The target overnight bank lending rate will first increase to 0.5 percent after the Fed’s July 2015 meeting, according to the median of economists’ estimates in a Bloomberg survey. That’s two months sooner than economists had projected in a survey last month.

That raises the same dichotomy I referred to some time ago, namely that economists are convinced, as they always are, that monetary policy works and therefore the recovery is here. That they differ only on the degree to which that seems, to them, to be the case is not really a choice of observations at all. Everything else is differing with that interpretation of nothing more than the Establishment Survey. I used “mainstream” in quotes above because this economist-driven presentation is so at odds with what would really be called “mainstream”, such as the current state of consumers and households.

It is also dramatically opposed by bond and even funding markets where you would think this would be explosively received. As I noted late last week, even the eurodollar market seems to be having second thoughts about those rate increases. Where economists see them moving ahead on the calendar, dollar markets are moving toward the opposite interpretation especially in the past few weeks.

ABOOK Aug 2014 Nov 20 Eurodollats

That includes, as a direct matter of more than thirteen months now, TIPS and the treasury curve.  Economists see inflation rising as a threat, the bond market is, at best, something else, and, at worst, wholly unconvinced.

ABOOK Aug 2014 Jackson Hole Opposition

There is far less “faith” in the recovery now, as viewed from credit, even after the GDP revisions and “aberrations” clinging upon the “strongest labor market since forever.” If QE worked even modestly well, why is there no confirmation outside of economists looking for anything to validate their questionable regressions?

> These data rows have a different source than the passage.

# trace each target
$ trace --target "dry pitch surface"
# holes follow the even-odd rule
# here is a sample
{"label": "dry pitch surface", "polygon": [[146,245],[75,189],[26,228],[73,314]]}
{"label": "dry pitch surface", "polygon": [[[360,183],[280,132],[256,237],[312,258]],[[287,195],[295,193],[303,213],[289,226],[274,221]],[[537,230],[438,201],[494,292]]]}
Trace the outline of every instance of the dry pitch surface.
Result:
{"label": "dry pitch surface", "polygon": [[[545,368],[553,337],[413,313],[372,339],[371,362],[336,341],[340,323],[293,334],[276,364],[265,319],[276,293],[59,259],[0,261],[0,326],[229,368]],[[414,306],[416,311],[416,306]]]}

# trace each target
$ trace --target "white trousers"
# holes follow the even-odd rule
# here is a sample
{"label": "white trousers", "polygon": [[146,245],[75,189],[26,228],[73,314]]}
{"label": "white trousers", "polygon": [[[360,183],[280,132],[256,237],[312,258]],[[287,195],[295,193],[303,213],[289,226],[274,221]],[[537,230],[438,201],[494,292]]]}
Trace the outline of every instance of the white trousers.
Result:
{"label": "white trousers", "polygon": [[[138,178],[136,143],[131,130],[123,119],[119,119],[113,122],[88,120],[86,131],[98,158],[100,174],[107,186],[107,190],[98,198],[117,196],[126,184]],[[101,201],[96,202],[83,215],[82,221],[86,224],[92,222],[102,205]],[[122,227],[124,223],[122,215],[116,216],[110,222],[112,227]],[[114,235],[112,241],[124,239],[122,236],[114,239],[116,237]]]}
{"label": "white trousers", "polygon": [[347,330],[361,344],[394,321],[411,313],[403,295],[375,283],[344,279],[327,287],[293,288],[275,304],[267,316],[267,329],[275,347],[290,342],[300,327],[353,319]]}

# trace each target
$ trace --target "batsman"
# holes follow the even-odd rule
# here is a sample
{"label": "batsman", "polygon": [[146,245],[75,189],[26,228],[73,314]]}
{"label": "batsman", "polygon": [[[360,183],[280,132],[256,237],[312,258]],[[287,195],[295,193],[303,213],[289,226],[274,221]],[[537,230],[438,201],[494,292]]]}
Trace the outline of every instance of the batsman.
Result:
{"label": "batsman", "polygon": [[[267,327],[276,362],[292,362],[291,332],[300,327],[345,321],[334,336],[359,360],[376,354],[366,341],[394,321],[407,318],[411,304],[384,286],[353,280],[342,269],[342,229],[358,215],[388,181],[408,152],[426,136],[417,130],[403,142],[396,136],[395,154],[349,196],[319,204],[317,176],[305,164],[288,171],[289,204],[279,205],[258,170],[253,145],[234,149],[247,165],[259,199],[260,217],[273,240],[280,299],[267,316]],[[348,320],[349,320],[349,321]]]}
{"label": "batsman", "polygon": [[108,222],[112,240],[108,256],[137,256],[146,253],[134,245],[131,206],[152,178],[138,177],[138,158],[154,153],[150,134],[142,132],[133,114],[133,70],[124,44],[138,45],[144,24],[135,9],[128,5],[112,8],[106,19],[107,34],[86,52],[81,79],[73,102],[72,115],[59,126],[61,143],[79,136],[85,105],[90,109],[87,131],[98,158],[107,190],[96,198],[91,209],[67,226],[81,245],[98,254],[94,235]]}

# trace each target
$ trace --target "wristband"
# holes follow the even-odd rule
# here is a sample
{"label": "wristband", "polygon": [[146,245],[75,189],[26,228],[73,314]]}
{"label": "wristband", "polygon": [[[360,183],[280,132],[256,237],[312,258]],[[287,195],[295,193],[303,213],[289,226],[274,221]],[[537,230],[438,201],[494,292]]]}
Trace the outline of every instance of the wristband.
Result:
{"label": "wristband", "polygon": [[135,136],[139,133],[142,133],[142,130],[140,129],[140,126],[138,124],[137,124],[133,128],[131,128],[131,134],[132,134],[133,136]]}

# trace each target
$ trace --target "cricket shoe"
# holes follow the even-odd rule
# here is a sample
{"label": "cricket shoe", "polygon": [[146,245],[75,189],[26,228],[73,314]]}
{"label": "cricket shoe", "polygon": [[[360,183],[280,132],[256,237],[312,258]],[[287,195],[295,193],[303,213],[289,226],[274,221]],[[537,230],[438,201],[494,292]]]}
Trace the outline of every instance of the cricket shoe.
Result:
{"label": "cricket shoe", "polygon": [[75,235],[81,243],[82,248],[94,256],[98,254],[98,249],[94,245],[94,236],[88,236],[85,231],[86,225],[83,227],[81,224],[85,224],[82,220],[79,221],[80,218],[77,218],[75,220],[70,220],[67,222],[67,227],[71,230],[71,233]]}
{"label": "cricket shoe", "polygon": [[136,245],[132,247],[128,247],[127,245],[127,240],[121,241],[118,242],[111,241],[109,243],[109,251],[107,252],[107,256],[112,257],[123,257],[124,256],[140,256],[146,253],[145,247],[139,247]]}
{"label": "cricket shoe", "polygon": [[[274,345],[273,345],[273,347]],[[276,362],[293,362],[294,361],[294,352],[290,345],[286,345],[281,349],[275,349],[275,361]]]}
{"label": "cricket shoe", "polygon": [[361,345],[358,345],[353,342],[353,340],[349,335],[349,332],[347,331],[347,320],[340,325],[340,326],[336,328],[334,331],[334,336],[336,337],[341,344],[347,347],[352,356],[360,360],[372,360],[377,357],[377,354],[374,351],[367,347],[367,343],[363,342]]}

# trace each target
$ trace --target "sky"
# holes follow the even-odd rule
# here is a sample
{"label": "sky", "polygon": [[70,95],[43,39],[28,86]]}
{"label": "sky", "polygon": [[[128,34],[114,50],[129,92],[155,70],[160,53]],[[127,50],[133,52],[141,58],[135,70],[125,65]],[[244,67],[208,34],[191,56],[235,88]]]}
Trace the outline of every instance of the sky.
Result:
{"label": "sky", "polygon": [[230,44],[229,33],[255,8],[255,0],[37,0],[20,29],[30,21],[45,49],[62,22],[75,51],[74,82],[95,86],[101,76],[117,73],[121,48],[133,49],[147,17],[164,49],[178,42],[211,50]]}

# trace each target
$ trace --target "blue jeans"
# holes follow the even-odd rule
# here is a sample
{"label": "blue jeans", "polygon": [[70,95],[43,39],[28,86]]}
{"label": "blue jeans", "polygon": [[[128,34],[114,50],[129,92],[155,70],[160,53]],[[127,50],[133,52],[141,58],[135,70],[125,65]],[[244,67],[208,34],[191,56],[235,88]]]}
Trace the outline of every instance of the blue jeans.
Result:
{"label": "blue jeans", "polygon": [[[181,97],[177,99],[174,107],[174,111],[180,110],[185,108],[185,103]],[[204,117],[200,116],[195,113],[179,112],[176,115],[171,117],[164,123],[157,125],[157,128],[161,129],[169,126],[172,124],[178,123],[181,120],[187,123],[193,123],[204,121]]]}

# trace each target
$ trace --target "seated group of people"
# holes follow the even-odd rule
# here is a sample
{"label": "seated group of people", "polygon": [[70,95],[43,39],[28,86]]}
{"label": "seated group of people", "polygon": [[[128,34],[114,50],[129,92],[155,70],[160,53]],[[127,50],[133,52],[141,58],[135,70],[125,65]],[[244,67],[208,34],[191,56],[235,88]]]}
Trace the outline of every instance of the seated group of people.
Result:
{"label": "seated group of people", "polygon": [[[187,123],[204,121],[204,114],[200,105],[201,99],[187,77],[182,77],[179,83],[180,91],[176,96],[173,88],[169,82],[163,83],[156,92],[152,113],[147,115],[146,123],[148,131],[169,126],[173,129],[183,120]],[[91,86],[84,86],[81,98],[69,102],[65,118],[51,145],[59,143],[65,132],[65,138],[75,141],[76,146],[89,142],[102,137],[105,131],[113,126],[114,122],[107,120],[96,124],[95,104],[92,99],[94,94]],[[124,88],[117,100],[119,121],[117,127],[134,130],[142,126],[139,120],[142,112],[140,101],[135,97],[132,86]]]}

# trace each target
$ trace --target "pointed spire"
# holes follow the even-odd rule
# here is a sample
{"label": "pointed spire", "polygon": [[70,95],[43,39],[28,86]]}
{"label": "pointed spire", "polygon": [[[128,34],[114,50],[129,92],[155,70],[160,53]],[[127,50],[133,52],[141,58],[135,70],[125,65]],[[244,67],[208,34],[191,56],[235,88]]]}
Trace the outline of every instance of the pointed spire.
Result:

That last phrasing may seem overly harsh, but recent comments in that direction simply confirm as much. Contained in the very same article is a quote from Joe LaVorgna that I think demonstrates the cheerleading, and thus largely disqualifying, aspect to all of this:

By pressing on with easy money policies in the face of such data, the Fed is playing “a very dangerous game,” said Joseph LaVorgna, chief U.S. economist at Deutsche Bank Securities Inc. in New York. “What are you waiting for? Everything to get back to the cyclical peak to take rates off of zero?”

It may be subtle, but it is no less disingenuous. “Everything to get back to the cyclical peak” is no standard of success or even recovery. That it has taken more than six and a half years to even use those words in a limited number of instances is a mark of failure and disaster, not a springboard to float hopes and dreams of finally getting it right on the sixth try. The goal is not simply to retrieve the same level of jobs, for instance (and not even full-time, as those remain almost 4 million shy), but to press and prod symmetrically upon potential and prior trends. In other words, if QE hasn’t got us back to the previous trend, it never will and it never really worked.

ABOOK Aug 2014 Productivity Hours

That is what should actually define the discussions at Jackson Hole, not some manufactured and convenient benchmark for media consumption. The premiere topic should be as to the chart above; the reasons why the US economy so diverted in the age of bubbles. Economists working on their regressions in the 1970’s and 1980’s were cautiously optimistic they could defeat the business cycle, but at least yieldingly worried that they may “shave off the peaks.” Now that it is openly evident and obvious, that must dictate accountability in order to create the room for reform and actual hope for economic growth.

Perhaps Stanley Fischer said it best last week, “Year after year we have had to explain from mid-year on why the global growth rate has been lower than predicted as little as two quarters back.” This year is no different, but it has a different spin. Instead of exercising that PR, perhaps more self-reflection and adherence to actual standards of performance are in order outside the media bubble that nurtures this behavior as if it were something like “science.” It’s not as if our future isn’t unfolding before our very eyes under much the same conditions (and fallacies).